# My years of fish tank setups(Load warning lots of pics)



## Crazyfish88 (Apr 28, 2010)

Hello everyone. I just wanted to share my tanks and monster set ups. I've been in this hobby on and off since 1998 as I got into the hobby coz of my dad and some friends were into it. Been through so many tank sizes from 20 gallons through 450 gallons. Been mostly into keeping Arowanas and other monster fish. Unfortunately I don't have any pics of my old set ups from back then because I didn't have a digital camera nor internet. I might have some old school polaroid pics of my old setups kicking around somewhere. If I find them I'll scan them later. However I do have some pics from 2009-2011. In late 2010 I took a half a year break from the hobby due to the bad economy but now I am back in it. My current monster tank today is a 450 gallon 96"x36"x30" glass tank which was custom built using 5/8" glass with eurobracing all around 4 corners through the top and bottom. My previous filtration set up on the 450 was using 3 x FX5's and 2 x HOB filters but I decided to sell it off cuz I didn't like how all the piping showed inside the tank. The tank is now set back up in my parents garage..I wish I could set the tank up inside the house but my Dad didn't like the idea of having over 2 tonnes of water inside the house. Anyhow for the filtration as of now is a DIY wet/dry system using dual overflow boxes draining into 4 x 1.5" drains into a 95 gallon sump dripping over 20 gallons of bioballs then with a return of a 1.5 inch to the top then tapered into a 1" exit using a Reeflo external pump pumping about 2800-2900gph @5' head. I'm also running 1 Fx5 filled with biomax in all 3 trays and a fine filter pad in the top tray. For extra circulation I'm running a Magnum 7 and 8 Powerheads so no need to worry about low oxygen levels. I took my sweet time on it as I was in no rush of setting it back up but it's finally done and has been running for about 1.5 months now. My tank took 5 weeks to finally complete it's cycle using loads of stability/bacter booster and lots of massive water changes. Anyhow enough with the story. Here are some pics.

Enjoy

My old previous tank setups back in 2009 through 2010.

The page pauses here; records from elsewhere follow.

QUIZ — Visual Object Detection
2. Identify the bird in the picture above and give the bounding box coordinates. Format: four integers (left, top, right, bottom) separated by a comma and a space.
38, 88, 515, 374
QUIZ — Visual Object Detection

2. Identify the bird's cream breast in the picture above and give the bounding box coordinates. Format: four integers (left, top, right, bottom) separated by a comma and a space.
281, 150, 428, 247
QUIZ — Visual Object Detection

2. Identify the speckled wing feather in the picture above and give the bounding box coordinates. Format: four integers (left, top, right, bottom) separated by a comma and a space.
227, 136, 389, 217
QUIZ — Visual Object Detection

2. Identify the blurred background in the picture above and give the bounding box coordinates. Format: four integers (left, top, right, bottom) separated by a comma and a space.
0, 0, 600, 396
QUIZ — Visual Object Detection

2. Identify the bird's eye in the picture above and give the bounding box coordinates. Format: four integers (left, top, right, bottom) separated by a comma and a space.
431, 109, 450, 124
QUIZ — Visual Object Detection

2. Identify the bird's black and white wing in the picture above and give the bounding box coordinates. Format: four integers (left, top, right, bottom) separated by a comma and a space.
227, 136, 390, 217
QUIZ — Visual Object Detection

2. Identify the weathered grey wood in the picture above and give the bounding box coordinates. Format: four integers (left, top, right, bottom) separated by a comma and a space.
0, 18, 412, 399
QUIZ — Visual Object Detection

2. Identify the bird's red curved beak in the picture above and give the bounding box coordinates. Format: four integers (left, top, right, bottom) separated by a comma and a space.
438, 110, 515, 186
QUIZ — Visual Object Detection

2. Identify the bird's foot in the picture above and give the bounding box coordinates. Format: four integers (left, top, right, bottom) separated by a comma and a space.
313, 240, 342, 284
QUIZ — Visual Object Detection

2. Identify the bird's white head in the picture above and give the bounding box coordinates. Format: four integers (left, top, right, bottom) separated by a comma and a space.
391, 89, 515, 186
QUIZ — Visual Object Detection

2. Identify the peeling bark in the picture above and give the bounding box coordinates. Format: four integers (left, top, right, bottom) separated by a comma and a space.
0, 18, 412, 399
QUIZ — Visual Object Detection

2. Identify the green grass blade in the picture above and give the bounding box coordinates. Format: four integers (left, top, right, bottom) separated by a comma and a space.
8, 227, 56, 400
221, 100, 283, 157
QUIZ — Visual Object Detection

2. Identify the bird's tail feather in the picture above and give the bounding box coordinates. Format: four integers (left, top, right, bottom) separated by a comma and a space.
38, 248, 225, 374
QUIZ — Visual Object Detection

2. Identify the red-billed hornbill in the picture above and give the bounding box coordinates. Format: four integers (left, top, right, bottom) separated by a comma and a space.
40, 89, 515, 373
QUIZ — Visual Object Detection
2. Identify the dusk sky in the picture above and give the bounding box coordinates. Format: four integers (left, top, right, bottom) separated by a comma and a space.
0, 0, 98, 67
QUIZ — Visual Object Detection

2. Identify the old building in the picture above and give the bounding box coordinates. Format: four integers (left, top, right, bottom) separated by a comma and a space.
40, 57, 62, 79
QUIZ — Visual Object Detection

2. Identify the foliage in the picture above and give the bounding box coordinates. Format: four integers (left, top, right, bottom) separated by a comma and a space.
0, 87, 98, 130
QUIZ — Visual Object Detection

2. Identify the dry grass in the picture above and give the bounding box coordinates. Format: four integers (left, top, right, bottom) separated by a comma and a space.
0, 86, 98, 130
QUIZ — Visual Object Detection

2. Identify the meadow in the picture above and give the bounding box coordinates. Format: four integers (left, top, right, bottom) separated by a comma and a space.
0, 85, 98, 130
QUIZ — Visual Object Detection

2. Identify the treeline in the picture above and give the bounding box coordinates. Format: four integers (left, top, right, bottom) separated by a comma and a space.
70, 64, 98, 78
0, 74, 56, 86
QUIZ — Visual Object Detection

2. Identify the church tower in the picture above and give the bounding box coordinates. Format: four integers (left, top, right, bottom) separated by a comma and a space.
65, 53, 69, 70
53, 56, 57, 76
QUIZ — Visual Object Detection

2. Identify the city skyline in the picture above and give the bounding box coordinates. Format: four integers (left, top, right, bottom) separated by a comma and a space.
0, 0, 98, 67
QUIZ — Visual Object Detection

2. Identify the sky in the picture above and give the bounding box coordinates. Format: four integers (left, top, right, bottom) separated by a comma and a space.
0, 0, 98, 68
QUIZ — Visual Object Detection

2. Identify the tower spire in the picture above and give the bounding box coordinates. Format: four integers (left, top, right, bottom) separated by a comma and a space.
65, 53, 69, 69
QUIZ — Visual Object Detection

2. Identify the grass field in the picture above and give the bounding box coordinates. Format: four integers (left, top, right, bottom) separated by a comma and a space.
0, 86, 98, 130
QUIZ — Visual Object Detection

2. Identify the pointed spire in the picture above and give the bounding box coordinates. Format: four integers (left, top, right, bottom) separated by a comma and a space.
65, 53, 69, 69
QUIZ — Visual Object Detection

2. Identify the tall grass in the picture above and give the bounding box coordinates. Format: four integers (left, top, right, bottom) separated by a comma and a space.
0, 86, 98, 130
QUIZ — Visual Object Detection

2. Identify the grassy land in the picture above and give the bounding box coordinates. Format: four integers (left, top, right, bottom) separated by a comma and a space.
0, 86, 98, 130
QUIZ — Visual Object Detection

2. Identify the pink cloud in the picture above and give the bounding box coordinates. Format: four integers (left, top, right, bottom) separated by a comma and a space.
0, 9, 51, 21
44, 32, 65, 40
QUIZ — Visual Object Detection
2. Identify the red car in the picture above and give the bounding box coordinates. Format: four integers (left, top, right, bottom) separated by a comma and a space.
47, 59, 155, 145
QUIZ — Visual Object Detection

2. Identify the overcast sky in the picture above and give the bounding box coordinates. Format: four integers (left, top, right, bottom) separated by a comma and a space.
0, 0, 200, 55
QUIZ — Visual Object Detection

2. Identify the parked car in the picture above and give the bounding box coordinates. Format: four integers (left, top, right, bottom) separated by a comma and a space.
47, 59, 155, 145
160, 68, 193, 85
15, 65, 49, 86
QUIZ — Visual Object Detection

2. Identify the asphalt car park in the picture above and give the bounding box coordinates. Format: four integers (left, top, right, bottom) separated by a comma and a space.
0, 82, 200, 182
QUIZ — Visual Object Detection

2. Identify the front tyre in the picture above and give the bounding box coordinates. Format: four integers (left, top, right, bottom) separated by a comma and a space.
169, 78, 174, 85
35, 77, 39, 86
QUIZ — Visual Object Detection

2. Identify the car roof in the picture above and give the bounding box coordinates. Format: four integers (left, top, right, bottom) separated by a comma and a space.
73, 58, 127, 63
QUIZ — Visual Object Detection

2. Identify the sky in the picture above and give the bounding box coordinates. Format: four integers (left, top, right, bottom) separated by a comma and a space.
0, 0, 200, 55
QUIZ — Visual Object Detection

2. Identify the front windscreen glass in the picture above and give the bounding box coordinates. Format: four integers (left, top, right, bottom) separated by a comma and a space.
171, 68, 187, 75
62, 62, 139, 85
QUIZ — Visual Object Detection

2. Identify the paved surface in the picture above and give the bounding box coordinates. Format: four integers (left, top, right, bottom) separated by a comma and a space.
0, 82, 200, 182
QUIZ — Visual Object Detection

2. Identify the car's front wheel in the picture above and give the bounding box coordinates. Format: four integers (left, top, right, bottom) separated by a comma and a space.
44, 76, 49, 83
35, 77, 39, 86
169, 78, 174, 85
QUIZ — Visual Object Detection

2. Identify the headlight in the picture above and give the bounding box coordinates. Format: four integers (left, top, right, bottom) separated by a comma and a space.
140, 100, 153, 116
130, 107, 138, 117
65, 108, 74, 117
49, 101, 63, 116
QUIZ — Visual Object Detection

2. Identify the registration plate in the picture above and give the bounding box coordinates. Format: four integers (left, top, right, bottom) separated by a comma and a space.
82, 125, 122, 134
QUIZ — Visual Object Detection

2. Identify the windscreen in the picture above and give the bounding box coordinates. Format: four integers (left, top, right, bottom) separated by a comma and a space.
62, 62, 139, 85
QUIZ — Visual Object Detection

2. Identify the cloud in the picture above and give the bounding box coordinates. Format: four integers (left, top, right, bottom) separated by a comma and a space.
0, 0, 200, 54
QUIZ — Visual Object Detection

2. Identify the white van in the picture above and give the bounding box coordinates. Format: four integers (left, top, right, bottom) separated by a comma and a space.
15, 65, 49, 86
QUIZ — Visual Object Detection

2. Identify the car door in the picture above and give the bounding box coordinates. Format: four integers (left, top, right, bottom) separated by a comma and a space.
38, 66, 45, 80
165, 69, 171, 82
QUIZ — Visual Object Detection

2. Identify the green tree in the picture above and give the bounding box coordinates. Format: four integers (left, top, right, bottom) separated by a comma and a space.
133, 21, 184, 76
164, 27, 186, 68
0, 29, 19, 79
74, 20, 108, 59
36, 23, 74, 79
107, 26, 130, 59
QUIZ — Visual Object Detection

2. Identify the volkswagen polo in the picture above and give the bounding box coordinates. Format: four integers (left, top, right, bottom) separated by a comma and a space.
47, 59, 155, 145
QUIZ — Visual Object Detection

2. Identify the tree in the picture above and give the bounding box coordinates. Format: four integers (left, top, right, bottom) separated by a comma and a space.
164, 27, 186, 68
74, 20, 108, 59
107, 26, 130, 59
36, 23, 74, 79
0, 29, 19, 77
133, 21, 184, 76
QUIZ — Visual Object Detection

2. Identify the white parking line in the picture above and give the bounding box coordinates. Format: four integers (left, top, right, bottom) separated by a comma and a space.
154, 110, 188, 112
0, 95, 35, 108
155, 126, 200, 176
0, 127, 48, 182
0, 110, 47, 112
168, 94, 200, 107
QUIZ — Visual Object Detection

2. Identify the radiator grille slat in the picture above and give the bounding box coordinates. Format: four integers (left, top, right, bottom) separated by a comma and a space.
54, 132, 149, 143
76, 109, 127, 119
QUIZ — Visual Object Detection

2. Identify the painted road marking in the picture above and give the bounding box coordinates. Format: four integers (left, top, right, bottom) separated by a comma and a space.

45 gallon 48"x12"18" growout tank










225 gallon 72"x24"x30"

The 3 Silver Aros were picked up at 6" in summer of 2009 and were in a 120 gallon then when they reached to about 11-12" upgraded to a new home for them. They were growing fast so they only stayed in the 225 for a few months and grew to about 16-18".


















Preparing and seeding the filtration for the 450.










Few months later the aros and others got too big for the 225 so I upgraded to the 450.


















































5 months later everyone besides the pbass grew to nearly 2ft in length










Before I sold everything off this was my old fish room. 750ish gallons of water in my mainfloor condo suite










Videos of my old setups. Please bare with me and my pronunciation with the fish's scientific names in the 1st vid.

1st video was taken in Apr 2010 and the Arowana's were 20+". In the 2nd video 2.5 months later the Aros made it to 2ft in length.











Continued on next post.


----------



## Crazyfish88 (Apr 28, 2010)

Now in 2011 here are my current setups. I ended up selling everything off but kept the 450 and moved back home. The beast is currently set up in my garage. I started the sump project in Feb 2011. It all started with a 25 dollar 95 gallon tank I picked up online and then converted it into a sump.

Everything I did here was DIY from the sump to connecting the pump and the plumbing. Started plumbing in the day and finished at night. It may not be pretty but it works










































Let everything dry til the next day and filled it up.


















Also tested many times and it's flood proof if a power outage occurs. As of today there are a few slight changes and tweeks to the sump and plumbing. The tank has been running for 2 months with fish in it and everyone is doing great.

My other tank 86 gallon setup.










Videos of new setups
















For the stock pics check out my other threads here.

http://www.bcaquaria.com/forum/member-photo-video-gallery-17/86-gallon-450-gallon-community-18365/

http://www.bcaquaria.com/forum/monster-fish-21/some-more-shots-my-450-monster-community-18248/index2.html#post153684

Thanks for viewing. Comments welcome.

Andy


----------



## blurry (May 10, 2010)

OMG Andy that 450g setup is nuts.
Can you tell me how much it cost you for everything with those fx5's? Thanks!
Also what are the dimension of your tank and stand 'cause that stand looks so nice and simple.


----------



## jobber (May 14, 2010)

Those are some great pictures and an awesome setup. 
Look forward to seeing more and more pictures


----------



## Crazyfish88 (Apr 28, 2010)

blurry said:


> OMG Andy that 450g setup is nuts.
> Can you tell me how much it cost you for everything with those fx5's? Thanks!
> Also what are the dimension of your tank and stand 'cause that stand looks so nice and simple.


Thanks. After everything all said and done about 5k for the whole setup. Dimensions of the tank is in my sig and the stand is the exact same dimensions as the tank.


----------